かつてピン芸人として大ブレイクした、ヒロシがテレビ「笑っていいとも!」に出演した。同番組へは実に6年ぶりの登場で、本番前の楽屋ではかなり緊張していたようだ。
すでに放送を終了したが「笑いの金メダル」、「エンタの神様」など現在のお笑いブームの火付け役ともいえる番組からブレイクしたのがヒロシだった。
ホストをやっていたことからスーツに金髪というスタイルでズボンのポケットに手を突っ込み、うつむきながら「ヒロシです…」と自虐ネタをつぶやくのがパターンだ。

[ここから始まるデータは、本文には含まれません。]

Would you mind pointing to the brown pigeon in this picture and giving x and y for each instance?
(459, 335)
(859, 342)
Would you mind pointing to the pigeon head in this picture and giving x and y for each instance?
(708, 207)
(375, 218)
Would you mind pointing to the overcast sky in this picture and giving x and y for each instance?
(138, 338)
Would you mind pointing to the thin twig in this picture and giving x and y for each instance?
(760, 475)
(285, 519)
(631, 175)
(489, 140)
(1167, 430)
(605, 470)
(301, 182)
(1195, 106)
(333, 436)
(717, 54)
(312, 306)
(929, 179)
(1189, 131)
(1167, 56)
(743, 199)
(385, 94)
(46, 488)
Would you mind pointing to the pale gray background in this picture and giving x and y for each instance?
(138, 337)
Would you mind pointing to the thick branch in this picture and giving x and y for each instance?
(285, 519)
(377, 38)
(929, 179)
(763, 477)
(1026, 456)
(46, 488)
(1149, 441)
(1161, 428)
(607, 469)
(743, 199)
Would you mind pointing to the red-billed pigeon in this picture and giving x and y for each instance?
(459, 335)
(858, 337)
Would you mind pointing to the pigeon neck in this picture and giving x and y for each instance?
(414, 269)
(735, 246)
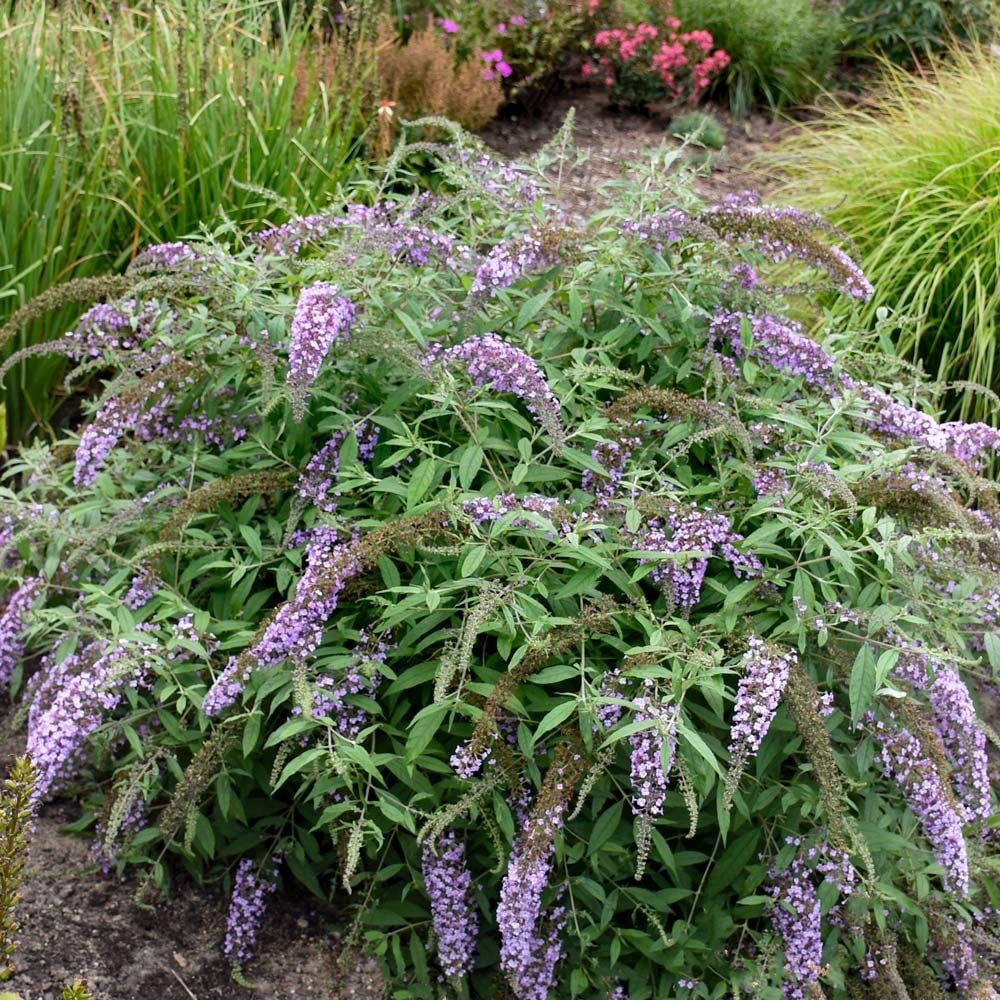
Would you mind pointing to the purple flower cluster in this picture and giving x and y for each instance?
(488, 510)
(12, 626)
(246, 911)
(765, 673)
(688, 529)
(771, 229)
(100, 437)
(177, 257)
(509, 261)
(530, 938)
(71, 701)
(959, 960)
(296, 630)
(322, 317)
(797, 920)
(147, 415)
(964, 741)
(506, 184)
(652, 754)
(319, 480)
(105, 855)
(288, 239)
(660, 229)
(119, 327)
(501, 367)
(332, 695)
(449, 888)
(780, 343)
(903, 759)
(890, 418)
(899, 420)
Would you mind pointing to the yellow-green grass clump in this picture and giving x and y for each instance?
(914, 179)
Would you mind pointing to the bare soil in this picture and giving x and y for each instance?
(77, 924)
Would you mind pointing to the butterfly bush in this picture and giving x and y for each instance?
(449, 882)
(647, 62)
(247, 908)
(474, 602)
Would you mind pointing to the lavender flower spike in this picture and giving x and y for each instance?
(509, 261)
(322, 317)
(765, 674)
(902, 757)
(964, 742)
(449, 885)
(246, 912)
(12, 625)
(796, 919)
(502, 367)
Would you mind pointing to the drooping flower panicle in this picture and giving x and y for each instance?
(449, 888)
(323, 316)
(493, 363)
(247, 906)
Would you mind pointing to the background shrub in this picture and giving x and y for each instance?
(781, 53)
(914, 180)
(145, 126)
(482, 566)
(909, 30)
(424, 78)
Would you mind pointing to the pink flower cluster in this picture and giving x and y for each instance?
(495, 64)
(672, 64)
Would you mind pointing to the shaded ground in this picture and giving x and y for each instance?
(74, 923)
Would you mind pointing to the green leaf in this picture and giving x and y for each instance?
(473, 560)
(734, 860)
(555, 717)
(422, 731)
(420, 482)
(468, 467)
(300, 763)
(604, 828)
(530, 309)
(862, 685)
(690, 738)
(992, 641)
(251, 733)
(575, 304)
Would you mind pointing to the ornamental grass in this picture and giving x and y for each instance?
(914, 177)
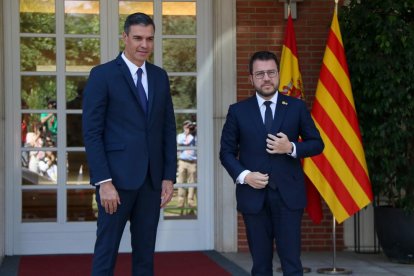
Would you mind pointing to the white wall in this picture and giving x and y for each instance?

そのネタの内容がツボを押えており大ウケしたことから話題となってブレイクした。以降2004年から2007年頃まではドラマや映画へも出演するなど人気はうなぎ上りとなったのである。
しかし、2008年に入ると人気に翳りが見え始めてお笑い番組への出演が減っていく。当時、同時期にブレイクしたカンニング竹山がヒロシの状態を「あいつは笑い以外で頑張る」と口にしており、ヒロシの心境を代弁した内容かと思われる。
その後ほとんど姿を見せなかったヒロシだったが、2009年11月14日に古巣「エンタの神様」に登場して久々の自虐ネタで笑いを取り復活かと話題になった。しかしその「エンタの神様」も2010年3月20日で終了して彼の出演するチャンスも減ってしまうのだ。

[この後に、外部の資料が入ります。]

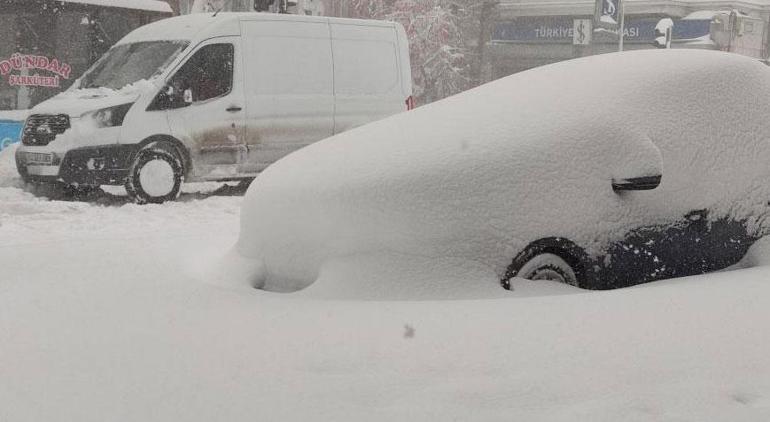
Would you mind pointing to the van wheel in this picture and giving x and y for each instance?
(155, 177)
(547, 266)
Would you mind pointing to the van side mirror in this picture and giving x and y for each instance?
(638, 165)
(187, 96)
(169, 98)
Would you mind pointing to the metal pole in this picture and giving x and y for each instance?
(622, 24)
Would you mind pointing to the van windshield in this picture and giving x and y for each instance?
(129, 63)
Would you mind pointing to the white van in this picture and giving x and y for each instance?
(215, 97)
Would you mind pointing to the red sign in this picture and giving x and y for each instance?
(18, 62)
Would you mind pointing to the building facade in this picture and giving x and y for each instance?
(48, 44)
(530, 33)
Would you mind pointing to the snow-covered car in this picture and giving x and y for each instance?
(215, 98)
(600, 172)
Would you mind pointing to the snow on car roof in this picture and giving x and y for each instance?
(149, 5)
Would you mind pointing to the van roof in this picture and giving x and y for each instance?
(199, 26)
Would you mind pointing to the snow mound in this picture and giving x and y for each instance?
(479, 176)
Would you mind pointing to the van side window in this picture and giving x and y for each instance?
(208, 74)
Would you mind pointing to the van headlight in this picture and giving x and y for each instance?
(109, 117)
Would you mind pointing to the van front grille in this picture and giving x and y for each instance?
(41, 129)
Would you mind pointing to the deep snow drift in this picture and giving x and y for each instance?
(470, 181)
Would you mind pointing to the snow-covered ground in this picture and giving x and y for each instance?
(112, 311)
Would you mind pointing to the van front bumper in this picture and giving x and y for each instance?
(100, 165)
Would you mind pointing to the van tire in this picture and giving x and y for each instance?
(161, 172)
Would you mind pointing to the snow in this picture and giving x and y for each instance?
(113, 311)
(149, 5)
(473, 179)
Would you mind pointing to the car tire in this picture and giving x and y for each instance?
(155, 177)
(548, 266)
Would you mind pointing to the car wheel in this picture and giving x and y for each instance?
(548, 266)
(155, 177)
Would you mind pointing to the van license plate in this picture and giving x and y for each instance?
(39, 158)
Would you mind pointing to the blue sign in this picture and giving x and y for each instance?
(560, 30)
(10, 132)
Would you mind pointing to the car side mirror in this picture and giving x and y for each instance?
(637, 183)
(639, 165)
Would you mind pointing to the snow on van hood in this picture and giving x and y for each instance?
(476, 177)
(76, 102)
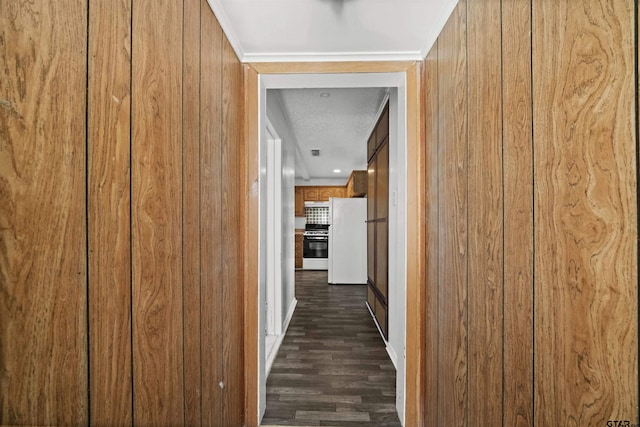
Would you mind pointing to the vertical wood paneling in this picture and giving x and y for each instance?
(518, 213)
(231, 165)
(430, 79)
(191, 211)
(156, 152)
(586, 330)
(485, 212)
(43, 259)
(452, 153)
(211, 217)
(108, 181)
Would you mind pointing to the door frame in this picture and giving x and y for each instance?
(415, 205)
(274, 233)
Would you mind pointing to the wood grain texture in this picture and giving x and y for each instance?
(518, 213)
(251, 222)
(485, 212)
(156, 153)
(43, 259)
(586, 329)
(332, 367)
(233, 265)
(452, 140)
(109, 124)
(431, 285)
(211, 228)
(416, 269)
(191, 69)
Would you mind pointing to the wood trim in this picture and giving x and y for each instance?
(415, 249)
(330, 67)
(251, 218)
(429, 92)
(414, 368)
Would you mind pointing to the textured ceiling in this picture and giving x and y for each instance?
(338, 125)
(329, 30)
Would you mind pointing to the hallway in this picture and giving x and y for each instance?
(332, 368)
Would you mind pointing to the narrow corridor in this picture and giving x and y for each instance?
(332, 368)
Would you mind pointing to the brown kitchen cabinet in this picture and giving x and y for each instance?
(377, 222)
(299, 201)
(298, 248)
(357, 184)
(320, 193)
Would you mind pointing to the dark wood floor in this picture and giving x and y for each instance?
(332, 368)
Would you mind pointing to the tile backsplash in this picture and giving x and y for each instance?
(317, 215)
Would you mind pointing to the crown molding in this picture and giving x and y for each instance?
(409, 56)
(437, 28)
(227, 28)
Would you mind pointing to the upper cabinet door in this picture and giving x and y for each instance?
(371, 190)
(382, 181)
(299, 201)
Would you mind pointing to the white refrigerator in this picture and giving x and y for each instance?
(347, 241)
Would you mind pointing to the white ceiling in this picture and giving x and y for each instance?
(330, 30)
(335, 121)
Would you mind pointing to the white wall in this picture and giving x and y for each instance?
(279, 122)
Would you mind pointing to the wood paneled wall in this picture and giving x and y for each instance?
(43, 218)
(121, 263)
(531, 150)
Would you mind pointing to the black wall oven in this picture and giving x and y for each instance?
(315, 246)
(315, 241)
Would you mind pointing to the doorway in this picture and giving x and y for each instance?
(404, 269)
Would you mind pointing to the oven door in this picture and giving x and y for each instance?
(315, 247)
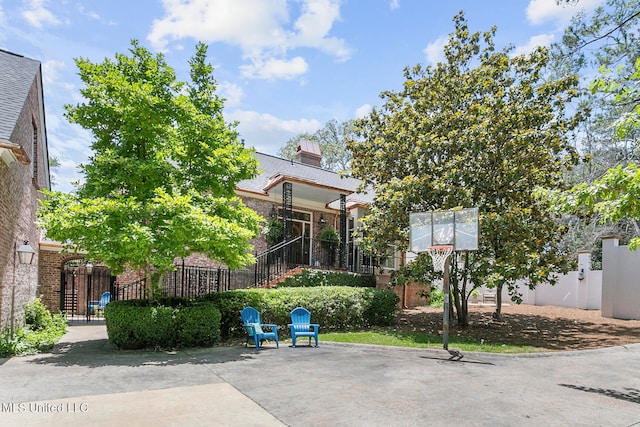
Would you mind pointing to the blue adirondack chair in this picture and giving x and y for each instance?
(251, 322)
(301, 326)
(104, 300)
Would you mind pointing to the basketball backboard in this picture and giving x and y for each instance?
(458, 227)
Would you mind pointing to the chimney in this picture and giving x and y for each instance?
(308, 153)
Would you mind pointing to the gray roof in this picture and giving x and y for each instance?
(271, 166)
(274, 170)
(17, 75)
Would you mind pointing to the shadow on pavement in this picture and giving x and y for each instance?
(100, 352)
(630, 395)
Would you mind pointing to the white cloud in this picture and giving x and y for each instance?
(50, 71)
(275, 68)
(268, 133)
(313, 26)
(435, 50)
(89, 13)
(232, 93)
(36, 14)
(363, 110)
(262, 29)
(541, 11)
(535, 41)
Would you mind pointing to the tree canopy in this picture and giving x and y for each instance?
(160, 182)
(481, 129)
(603, 47)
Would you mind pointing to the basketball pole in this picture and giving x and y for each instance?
(445, 316)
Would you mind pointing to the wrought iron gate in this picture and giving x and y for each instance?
(82, 296)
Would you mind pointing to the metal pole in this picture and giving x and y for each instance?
(445, 316)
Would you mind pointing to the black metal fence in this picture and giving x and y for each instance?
(190, 282)
(313, 253)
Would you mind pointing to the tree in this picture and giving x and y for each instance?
(482, 129)
(160, 183)
(331, 140)
(606, 39)
(615, 196)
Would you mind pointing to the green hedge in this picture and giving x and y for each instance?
(169, 323)
(333, 307)
(308, 278)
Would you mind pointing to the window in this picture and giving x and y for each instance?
(388, 260)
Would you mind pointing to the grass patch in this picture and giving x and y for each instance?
(421, 340)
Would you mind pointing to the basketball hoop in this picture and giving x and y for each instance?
(439, 255)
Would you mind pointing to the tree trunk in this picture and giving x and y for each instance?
(498, 313)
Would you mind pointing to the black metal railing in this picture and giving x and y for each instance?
(313, 253)
(190, 282)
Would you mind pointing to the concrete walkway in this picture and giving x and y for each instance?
(85, 381)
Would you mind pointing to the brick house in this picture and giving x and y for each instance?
(24, 170)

そのヒロシが2010年の今、11月30日放送の「笑っていいとも!」のコーナー『お笑いニートを救え!ギャグマーケット』に登場したのだ。
進行役の、さまぁ~ず大竹がネタのタイトルを「ヒロシ2010」と紹介するとレギュラー陣も「あの、ヒロシなの?」と騒然としたほどで、同番組へは実に6年ぶりの登場なのである。
大竹のコールで登場したヒロシはあいかわらずのスーツに金髪スタイルだったが、頬は少しふっくらとして太ったように思えた。
彼は「ヒロシです…」から始まるパターンでネタを次々と披露していった。
「テレビに出ていた時にくらべて…アパートの管理人の口調が荒くなった気がします…」と現在はテレビにほとんど出ない境遇をネタにすると、お得意の自虐ネタに観客以上に大ウケしたのがレギュラー陣の芸人やタレントだったのだ。
ヒロシも一発目から反応が良かったのでホッとしたようだ。従来のリズムを崩すことなく「ヒロシです…」とネタを続けた。
「視力はイイのに未来が見えません!」と短いネタでウケれば『ヒロシさん一生応援します!』、『ヒロシさん一生LOVEです!』とファンレターの内容を紹介して「3年前までたくさん届いていたファンレターに必ず書いてあった言葉です…。みんな死んだんでしょうか?」と落として爆笑を誘った。
そしてラストのネタ「ヒロシです…とうとう…『消えそうなお笑いタレントランキング』からも消えましたっ」で聞くものをツボにはめたのである。
こうしてヒロシはわずか1分程度のネタで会場中を爆笑させて幕に消えたのだった。
特に芸人仲間のさまぁ~ずが彼のネタに感動していた。大竹一樹は「前より、良くなったよ!」と率直にコメントすれば三村マサカズは「自虐言わせたらホントいいね」とネタの内容を絶賛していた。
ヒロシは久々のバラエティ番組に相当緊張していたようだ。レギュラーのはいだしょうこがそんなヒロシの楽屋裏での様子を「すごい緊張していて『できるかな?』と言っていたので、可哀相だった」と話していた。
「エンタの神様」や「爆笑レッドカーペット」といったお笑い番組が無くなり、日の目を見ない芸人たちが芸を披露するチャンスが減って行く中で『お笑いニートを救え!ギャグマーケット』は貴重な企画といえるだろう。
ヒロシがそこにチャレンジしたということは、まだまだこれから再起を目指していることの証でもある。今回の観客と何より芸人のウケを見る限りでは従来のネタでも通用すると思われる。年末から正月、そしてR-1ぐらんぷりと露出するチャンスが増える時期だけに彼の活躍に期待したい。